Emma E. Amiotte facts for kids
Emma E. Amiotte (1913 - 1997) was an Oglala Lakota artist.
Biography
Amiotte was born in Manderson, SD, April 25, 1913 or 1914. She was the adopted daughter of Maggie Red Bear and the aunt of Arthur Amiotte, also a Lakota artist.
In the 1940s and/or 1950s, she was a live-in housekeeper for the Wilkins family when they lived in the Black Hills Model Home, placed on the National Register of Historic Homes in 2004. She is one of two notable people who lived in the house.
She worked in The Tipi Shop, located in the Sioux Indian Museum, which sold indigenous arts and crafts. Through the shop, Amiotte and other women helped raise funds for the constructions of a new Sioux Indian Museum in 2016.

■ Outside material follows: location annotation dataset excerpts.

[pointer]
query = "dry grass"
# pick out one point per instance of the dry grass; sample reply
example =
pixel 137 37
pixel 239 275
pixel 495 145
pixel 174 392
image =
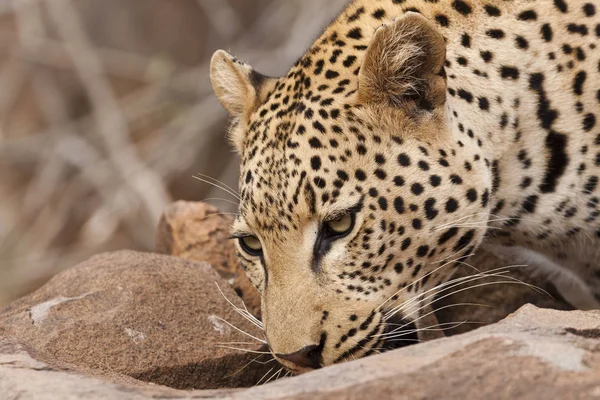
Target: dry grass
pixel 106 112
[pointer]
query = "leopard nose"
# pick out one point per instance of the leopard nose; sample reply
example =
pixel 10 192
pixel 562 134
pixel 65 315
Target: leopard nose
pixel 308 357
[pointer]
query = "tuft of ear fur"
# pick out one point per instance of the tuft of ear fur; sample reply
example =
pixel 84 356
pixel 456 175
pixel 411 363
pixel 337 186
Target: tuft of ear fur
pixel 238 87
pixel 403 65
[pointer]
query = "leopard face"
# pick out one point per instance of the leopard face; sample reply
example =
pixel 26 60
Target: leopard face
pixel 356 199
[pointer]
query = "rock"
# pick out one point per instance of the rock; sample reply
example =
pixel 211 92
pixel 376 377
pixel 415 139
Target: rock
pixel 22 377
pixel 131 316
pixel 199 232
pixel 534 354
pixel 489 300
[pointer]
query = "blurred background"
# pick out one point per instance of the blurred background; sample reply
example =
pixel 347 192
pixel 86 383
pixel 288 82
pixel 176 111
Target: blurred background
pixel 106 114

Amiotte died on August 16, 1997, in Gillette WY, and was buried in Mt. Calvary Cemetery, Rapid City, SD.
Artist
Amiotte worked as a miniaturist, making replica dolls, tipis, horses, sweat lodges, and scenes of tribal life. She used traditional materials such as quills, feathers, bones, and animal skins in her work. Her dolls are in the permanent collection of the South Dakota Art Museum.
In 1987, Amiotte was inducted into the South Dakota Hall of Fame.
See also
- Amiotte, E., United States Indian Arts and Crafts Board, & Sioux Indian Museum and Crafts Center. (1973). Miniatures by Emma Amiotte: [an exhibition January 21 to February 17, 1973]. Sioux Indian Museum and Crafts Center.